Solvation free energy for molecular ions might not be trivial to interpret because of very strong intrinsic electrostatic interactions. One can most easily begin to understand these effects by considering zwitterions. A common zwitterion will contain both a group with a positive formal charge and a group with a negative formal charge. It is well known that zwitterions, though still having high solvation energies, have significantly smaller solvation energies than compounds with two formal charges of the same sign. In fact, zwitterion solvation energies are typically smaller than the solvation energy of the analog molecule with a single charge. For instance, as the examples in Figure 5 show, the solvation energy of zwitterionic phenylalanine is -35.4 kcal/mol, while the solvation energy of the formamide analog and the methyl ester analog are -74.9 and -64.6 kcal/mol, respectively.

Figure 5. Solvation energy of zwitterionic phenylalanine and two singly charged analogs.

One can consider, then, that adding a charge of the opposite sign of the current molecular ion contributes a positive 30 to 40 kcal/mol to the solvation energy. A similar situation, perhaps even more dramatic, occurs in the case of intramolecular salt bridges, where positively and negatively charged groups are positioned in a very short distance. That kind of interaction does not only exist in macromolecules: NMR and hydrogen exchange rate experiments have also confirmed the presence of salt bridges between arginine or lysine and aspartate or glutamate side chains in short peptides ([Mayne-1998]; [Otter-1989]). Making positive contributions to the solvation energy is generally considered a hydrophobic effect, yet here the contribution is made by a charged species, which is somewhat counterintuitive at first. Nevertheless, in this context, one can understand how, under the right conditions, a normally hydrophilic functional group can make a significant positive contribution to the solvation energy. The more confusing circumstance is when, rather than a simple zwitterion, we see a similar effect in a molecule with either multiple charges of one type (either positive or negative) and a single charge of the opposite sign. Consider a molecule with 2 negative ions, one positive ion and a total charge of -1, like the one shown in Figure 6.

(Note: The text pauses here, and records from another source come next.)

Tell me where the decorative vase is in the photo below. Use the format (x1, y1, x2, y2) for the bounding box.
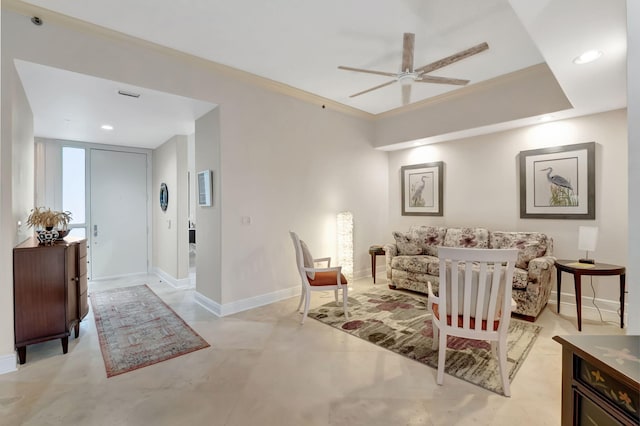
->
(36, 229, 59, 245)
(56, 229, 70, 240)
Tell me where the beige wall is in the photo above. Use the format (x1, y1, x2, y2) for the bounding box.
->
(194, 109, 222, 304)
(388, 109, 628, 318)
(627, 0, 639, 335)
(152, 135, 189, 281)
(0, 56, 34, 372)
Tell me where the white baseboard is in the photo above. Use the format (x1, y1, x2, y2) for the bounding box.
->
(152, 267, 193, 289)
(549, 290, 627, 325)
(90, 271, 148, 281)
(0, 353, 17, 375)
(195, 285, 299, 317)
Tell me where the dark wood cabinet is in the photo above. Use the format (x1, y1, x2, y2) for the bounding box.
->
(554, 335, 639, 426)
(13, 236, 88, 364)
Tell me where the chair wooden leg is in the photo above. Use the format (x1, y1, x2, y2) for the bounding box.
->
(334, 289, 339, 305)
(342, 287, 348, 319)
(437, 332, 447, 385)
(497, 337, 511, 397)
(297, 287, 305, 312)
(301, 291, 311, 324)
(431, 318, 439, 350)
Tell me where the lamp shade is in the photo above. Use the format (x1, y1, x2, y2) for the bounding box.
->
(578, 226, 598, 252)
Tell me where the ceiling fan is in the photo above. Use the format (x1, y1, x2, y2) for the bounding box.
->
(338, 33, 489, 105)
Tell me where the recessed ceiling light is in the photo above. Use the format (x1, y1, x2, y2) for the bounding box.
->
(573, 50, 603, 65)
(101, 124, 114, 130)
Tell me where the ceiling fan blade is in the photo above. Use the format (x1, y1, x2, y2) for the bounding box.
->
(349, 80, 396, 98)
(416, 75, 470, 85)
(402, 85, 411, 105)
(414, 42, 489, 74)
(338, 66, 397, 78)
(402, 33, 415, 73)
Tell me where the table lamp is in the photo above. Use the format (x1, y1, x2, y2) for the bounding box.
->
(578, 226, 598, 264)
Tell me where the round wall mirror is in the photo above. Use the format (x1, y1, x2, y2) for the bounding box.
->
(160, 183, 169, 211)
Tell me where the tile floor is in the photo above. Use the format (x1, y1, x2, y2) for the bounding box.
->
(0, 274, 626, 425)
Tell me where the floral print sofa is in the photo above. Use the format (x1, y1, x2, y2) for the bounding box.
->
(384, 226, 555, 321)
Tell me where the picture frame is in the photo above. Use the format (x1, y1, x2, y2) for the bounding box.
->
(401, 161, 443, 216)
(519, 142, 595, 219)
(197, 170, 213, 207)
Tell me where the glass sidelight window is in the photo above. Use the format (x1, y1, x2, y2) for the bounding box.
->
(62, 146, 86, 237)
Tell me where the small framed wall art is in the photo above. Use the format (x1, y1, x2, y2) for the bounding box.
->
(160, 183, 169, 211)
(519, 142, 595, 219)
(197, 170, 213, 207)
(401, 161, 443, 216)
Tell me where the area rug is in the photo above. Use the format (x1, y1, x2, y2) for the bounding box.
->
(308, 289, 541, 395)
(90, 284, 210, 377)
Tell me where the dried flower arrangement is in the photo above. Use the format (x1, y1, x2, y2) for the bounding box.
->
(26, 207, 73, 230)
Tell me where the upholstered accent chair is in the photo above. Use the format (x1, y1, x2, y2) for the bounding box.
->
(428, 246, 519, 397)
(289, 231, 348, 324)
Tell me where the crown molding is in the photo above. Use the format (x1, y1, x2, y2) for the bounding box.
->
(3, 0, 373, 120)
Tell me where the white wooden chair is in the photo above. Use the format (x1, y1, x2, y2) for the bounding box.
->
(289, 231, 348, 324)
(427, 246, 518, 396)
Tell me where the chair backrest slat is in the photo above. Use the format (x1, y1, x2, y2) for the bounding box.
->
(474, 261, 488, 331)
(438, 247, 518, 332)
(289, 231, 303, 270)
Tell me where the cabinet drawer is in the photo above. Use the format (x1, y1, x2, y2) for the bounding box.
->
(78, 242, 87, 259)
(576, 390, 624, 426)
(577, 357, 639, 423)
(78, 257, 87, 279)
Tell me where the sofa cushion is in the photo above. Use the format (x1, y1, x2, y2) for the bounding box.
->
(391, 255, 439, 274)
(409, 225, 447, 256)
(392, 231, 423, 255)
(490, 231, 549, 269)
(443, 227, 490, 248)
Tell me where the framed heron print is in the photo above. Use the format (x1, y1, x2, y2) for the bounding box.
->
(519, 142, 595, 219)
(401, 161, 443, 216)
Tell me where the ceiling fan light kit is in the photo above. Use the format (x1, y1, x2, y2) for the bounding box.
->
(339, 33, 489, 105)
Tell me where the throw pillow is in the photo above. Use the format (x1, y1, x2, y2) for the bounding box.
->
(300, 239, 315, 279)
(490, 232, 548, 269)
(392, 231, 423, 255)
(411, 225, 447, 256)
(443, 227, 489, 248)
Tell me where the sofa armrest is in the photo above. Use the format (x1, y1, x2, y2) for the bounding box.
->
(527, 255, 556, 286)
(384, 243, 397, 280)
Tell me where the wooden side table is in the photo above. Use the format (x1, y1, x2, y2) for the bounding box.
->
(555, 259, 626, 331)
(368, 245, 385, 284)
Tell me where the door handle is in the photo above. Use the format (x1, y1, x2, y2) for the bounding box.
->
(93, 224, 98, 237)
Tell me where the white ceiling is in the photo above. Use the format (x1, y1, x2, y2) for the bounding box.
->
(12, 0, 627, 149)
(15, 60, 216, 148)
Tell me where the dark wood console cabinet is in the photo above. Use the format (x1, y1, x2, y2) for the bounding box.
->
(13, 236, 88, 364)
(554, 335, 639, 426)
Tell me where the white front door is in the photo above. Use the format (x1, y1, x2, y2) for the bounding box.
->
(90, 149, 148, 279)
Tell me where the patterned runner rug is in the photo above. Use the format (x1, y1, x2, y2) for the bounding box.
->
(308, 289, 541, 395)
(91, 284, 210, 377)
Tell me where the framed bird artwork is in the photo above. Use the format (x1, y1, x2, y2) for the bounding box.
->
(519, 142, 595, 219)
(401, 162, 444, 216)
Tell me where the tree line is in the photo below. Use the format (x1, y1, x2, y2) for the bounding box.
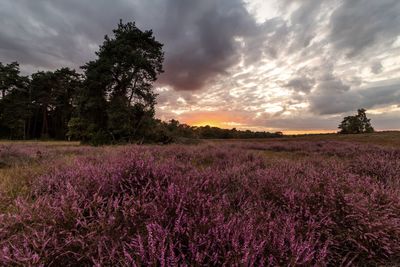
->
(153, 119, 283, 143)
(0, 21, 283, 144)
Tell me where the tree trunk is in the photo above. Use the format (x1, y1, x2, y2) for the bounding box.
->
(128, 76, 139, 104)
(41, 107, 49, 138)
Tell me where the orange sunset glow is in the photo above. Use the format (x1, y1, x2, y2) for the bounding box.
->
(179, 113, 246, 129)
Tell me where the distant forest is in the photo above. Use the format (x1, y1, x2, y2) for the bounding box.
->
(0, 21, 282, 144)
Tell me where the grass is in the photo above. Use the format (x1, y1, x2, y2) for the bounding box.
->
(0, 164, 44, 211)
(282, 131, 400, 147)
(0, 142, 100, 213)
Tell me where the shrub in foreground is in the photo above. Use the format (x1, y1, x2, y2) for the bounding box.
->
(0, 142, 399, 266)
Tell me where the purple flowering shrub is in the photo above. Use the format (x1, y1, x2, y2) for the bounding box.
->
(1, 142, 400, 265)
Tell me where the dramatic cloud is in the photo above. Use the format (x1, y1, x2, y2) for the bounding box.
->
(329, 0, 400, 57)
(285, 77, 315, 93)
(1, 0, 400, 132)
(371, 62, 384, 74)
(310, 80, 400, 115)
(0, 0, 263, 91)
(154, 0, 260, 91)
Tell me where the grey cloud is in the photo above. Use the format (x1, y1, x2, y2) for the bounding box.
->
(371, 62, 384, 74)
(292, 63, 391, 115)
(155, 0, 261, 91)
(307, 65, 357, 115)
(285, 77, 315, 93)
(369, 112, 400, 129)
(360, 83, 400, 108)
(329, 0, 400, 57)
(274, 0, 330, 57)
(287, 0, 324, 53)
(309, 79, 400, 115)
(255, 18, 290, 59)
(309, 78, 355, 115)
(0, 0, 268, 91)
(0, 0, 135, 71)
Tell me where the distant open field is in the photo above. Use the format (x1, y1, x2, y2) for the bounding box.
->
(284, 131, 400, 146)
(1, 132, 400, 265)
(212, 130, 400, 147)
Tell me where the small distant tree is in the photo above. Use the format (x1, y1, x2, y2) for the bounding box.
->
(338, 108, 374, 134)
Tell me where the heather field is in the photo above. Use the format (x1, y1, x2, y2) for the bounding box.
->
(1, 133, 400, 266)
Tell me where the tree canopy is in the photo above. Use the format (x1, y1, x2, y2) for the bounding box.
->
(70, 20, 164, 144)
(338, 109, 374, 134)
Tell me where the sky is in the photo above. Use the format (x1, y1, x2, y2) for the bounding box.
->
(1, 0, 400, 134)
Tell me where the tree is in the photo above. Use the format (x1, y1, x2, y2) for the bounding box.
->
(338, 108, 374, 134)
(28, 68, 82, 139)
(0, 62, 26, 99)
(0, 87, 31, 139)
(3, 67, 82, 140)
(72, 20, 164, 144)
(0, 62, 30, 139)
(50, 68, 82, 139)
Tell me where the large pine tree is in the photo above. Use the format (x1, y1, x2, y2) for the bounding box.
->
(71, 20, 164, 144)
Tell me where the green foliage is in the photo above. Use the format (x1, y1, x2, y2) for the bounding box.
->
(151, 120, 283, 143)
(29, 69, 82, 139)
(0, 62, 26, 99)
(194, 125, 283, 139)
(0, 64, 82, 140)
(338, 108, 375, 134)
(66, 117, 87, 141)
(0, 62, 30, 139)
(74, 20, 164, 144)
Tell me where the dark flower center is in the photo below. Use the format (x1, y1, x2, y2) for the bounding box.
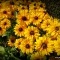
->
(10, 36, 16, 43)
(46, 23, 50, 26)
(34, 3, 36, 6)
(34, 16, 38, 20)
(4, 22, 7, 25)
(11, 37, 15, 43)
(30, 31, 35, 35)
(26, 44, 30, 49)
(41, 43, 47, 49)
(22, 7, 25, 10)
(22, 16, 27, 21)
(11, 39, 15, 43)
(40, 4, 43, 7)
(10, 1, 14, 5)
(19, 28, 23, 32)
(3, 11, 7, 14)
(55, 26, 59, 31)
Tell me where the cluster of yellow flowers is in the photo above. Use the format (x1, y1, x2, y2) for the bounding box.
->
(0, 0, 60, 60)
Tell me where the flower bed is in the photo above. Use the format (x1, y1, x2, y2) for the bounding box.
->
(0, 0, 60, 60)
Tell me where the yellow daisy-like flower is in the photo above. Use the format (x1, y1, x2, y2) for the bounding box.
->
(29, 3, 46, 19)
(43, 13, 52, 20)
(0, 25, 6, 36)
(30, 11, 45, 25)
(30, 52, 43, 60)
(0, 18, 11, 29)
(49, 34, 60, 42)
(14, 38, 23, 49)
(53, 39, 60, 55)
(46, 35, 59, 50)
(18, 5, 28, 14)
(41, 18, 53, 30)
(8, 35, 16, 47)
(47, 18, 60, 36)
(24, 26, 40, 40)
(35, 36, 53, 56)
(0, 1, 9, 8)
(16, 12, 32, 25)
(20, 38, 34, 54)
(29, 2, 38, 12)
(0, 7, 11, 18)
(4, 0, 19, 11)
(39, 2, 46, 8)
(36, 2, 46, 12)
(29, 2, 46, 12)
(14, 24, 27, 37)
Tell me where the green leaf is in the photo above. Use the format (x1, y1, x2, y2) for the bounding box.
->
(0, 46, 5, 55)
(27, 54, 31, 60)
(20, 51, 25, 57)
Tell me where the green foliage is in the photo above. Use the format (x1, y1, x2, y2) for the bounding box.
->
(0, 46, 5, 55)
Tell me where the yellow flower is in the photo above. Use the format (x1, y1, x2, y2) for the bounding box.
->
(35, 36, 53, 56)
(45, 35, 60, 51)
(29, 2, 46, 12)
(0, 25, 6, 36)
(39, 2, 46, 8)
(4, 0, 19, 11)
(29, 2, 38, 12)
(43, 13, 52, 20)
(30, 11, 45, 25)
(37, 2, 46, 12)
(29, 2, 46, 23)
(49, 34, 60, 41)
(0, 0, 19, 19)
(0, 7, 11, 18)
(14, 38, 23, 49)
(30, 52, 43, 60)
(18, 5, 28, 14)
(0, 1, 9, 8)
(47, 18, 60, 36)
(24, 26, 40, 40)
(20, 38, 34, 54)
(8, 35, 16, 47)
(14, 24, 27, 37)
(53, 39, 60, 55)
(16, 12, 32, 25)
(0, 18, 11, 29)
(41, 18, 53, 30)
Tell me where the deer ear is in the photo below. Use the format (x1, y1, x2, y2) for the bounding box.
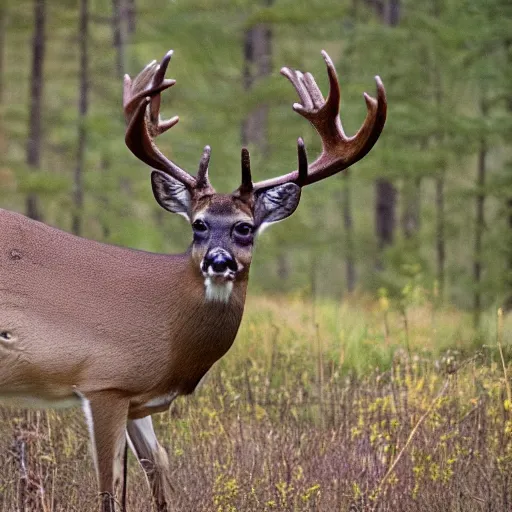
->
(254, 183, 301, 231)
(151, 171, 192, 219)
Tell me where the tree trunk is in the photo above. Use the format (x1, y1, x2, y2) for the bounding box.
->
(241, 2, 273, 152)
(373, 0, 399, 269)
(375, 179, 397, 269)
(126, 0, 136, 35)
(26, 0, 46, 221)
(388, 0, 400, 25)
(473, 134, 487, 328)
(0, 5, 6, 106)
(73, 0, 89, 236)
(343, 172, 356, 292)
(504, 38, 512, 311)
(506, 196, 512, 312)
(401, 177, 421, 239)
(432, 0, 447, 302)
(0, 6, 6, 154)
(364, 0, 400, 25)
(435, 176, 445, 297)
(112, 0, 126, 78)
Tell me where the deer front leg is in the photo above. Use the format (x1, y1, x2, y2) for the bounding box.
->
(82, 392, 130, 512)
(127, 416, 173, 512)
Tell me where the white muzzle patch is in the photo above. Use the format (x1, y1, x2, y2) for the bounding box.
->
(204, 277, 234, 303)
(200, 249, 237, 303)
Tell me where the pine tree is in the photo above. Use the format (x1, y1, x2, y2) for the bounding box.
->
(26, 0, 46, 221)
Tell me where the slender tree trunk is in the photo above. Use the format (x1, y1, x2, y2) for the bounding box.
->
(365, 0, 400, 25)
(432, 0, 447, 301)
(374, 0, 399, 269)
(26, 0, 46, 221)
(112, 0, 126, 78)
(0, 5, 6, 107)
(401, 177, 421, 239)
(0, 6, 6, 154)
(435, 176, 445, 296)
(99, 0, 127, 239)
(105, 0, 127, 239)
(73, 0, 89, 236)
(375, 179, 397, 269)
(388, 0, 400, 25)
(241, 1, 273, 152)
(343, 172, 356, 292)
(473, 134, 487, 328)
(342, 2, 358, 292)
(504, 38, 512, 311)
(507, 197, 512, 312)
(126, 0, 136, 35)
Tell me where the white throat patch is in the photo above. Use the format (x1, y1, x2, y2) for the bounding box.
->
(204, 277, 233, 303)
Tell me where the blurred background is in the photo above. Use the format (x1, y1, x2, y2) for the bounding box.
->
(2, 2, 512, 510)
(0, 0, 511, 322)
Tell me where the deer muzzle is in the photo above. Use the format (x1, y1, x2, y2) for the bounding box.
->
(201, 248, 238, 281)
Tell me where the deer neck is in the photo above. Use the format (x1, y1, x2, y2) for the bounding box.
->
(144, 253, 249, 395)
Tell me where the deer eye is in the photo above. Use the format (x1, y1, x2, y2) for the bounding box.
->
(233, 222, 254, 241)
(192, 219, 208, 233)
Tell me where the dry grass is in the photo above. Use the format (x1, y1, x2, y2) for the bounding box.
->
(1, 296, 511, 511)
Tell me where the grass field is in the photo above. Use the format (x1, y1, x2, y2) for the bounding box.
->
(1, 296, 511, 511)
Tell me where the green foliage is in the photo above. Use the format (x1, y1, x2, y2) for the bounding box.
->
(0, 0, 510, 309)
(17, 169, 71, 196)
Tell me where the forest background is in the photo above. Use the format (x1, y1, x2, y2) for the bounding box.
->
(1, 1, 512, 510)
(1, 0, 510, 328)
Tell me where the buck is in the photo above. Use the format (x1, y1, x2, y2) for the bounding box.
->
(0, 49, 386, 511)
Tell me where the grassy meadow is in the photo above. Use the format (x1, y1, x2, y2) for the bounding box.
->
(1, 295, 511, 511)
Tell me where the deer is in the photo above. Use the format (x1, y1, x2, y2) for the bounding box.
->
(0, 49, 386, 511)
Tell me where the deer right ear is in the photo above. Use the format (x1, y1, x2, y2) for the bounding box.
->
(253, 182, 301, 231)
(151, 170, 192, 219)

Figure 6. Counterintuitive group contributions to solvation.

In this case, the positive ion will change the formal charge from -2 to -1. This will make the total solvation energy significantly less negative (a positive contribution to the solvation energy). The positive ionic functional group in this case will have a large positive solvation energy. While a charged group is indeed not hydrophobic, in this instance, one can understand that it makes the solvation energy less negative in a manner similar to the way a hydrophobic group might, but to a larger degree. In more subtle cases, one can observe a similar though less dramatic hydrophobicity in a molecule with a single charge, either positive or negative, and another fragment that makes a large neutralizing contribution to the partial charge of the molecule.

In order to alert the user, species which contain strong intramolecular electrostatic interactions of the nature described above are depicted on a light pink background. This should act as a reminder to users to consider the net charge of the molecule in interpreting the relative contribution of each fragment to the solvation energy.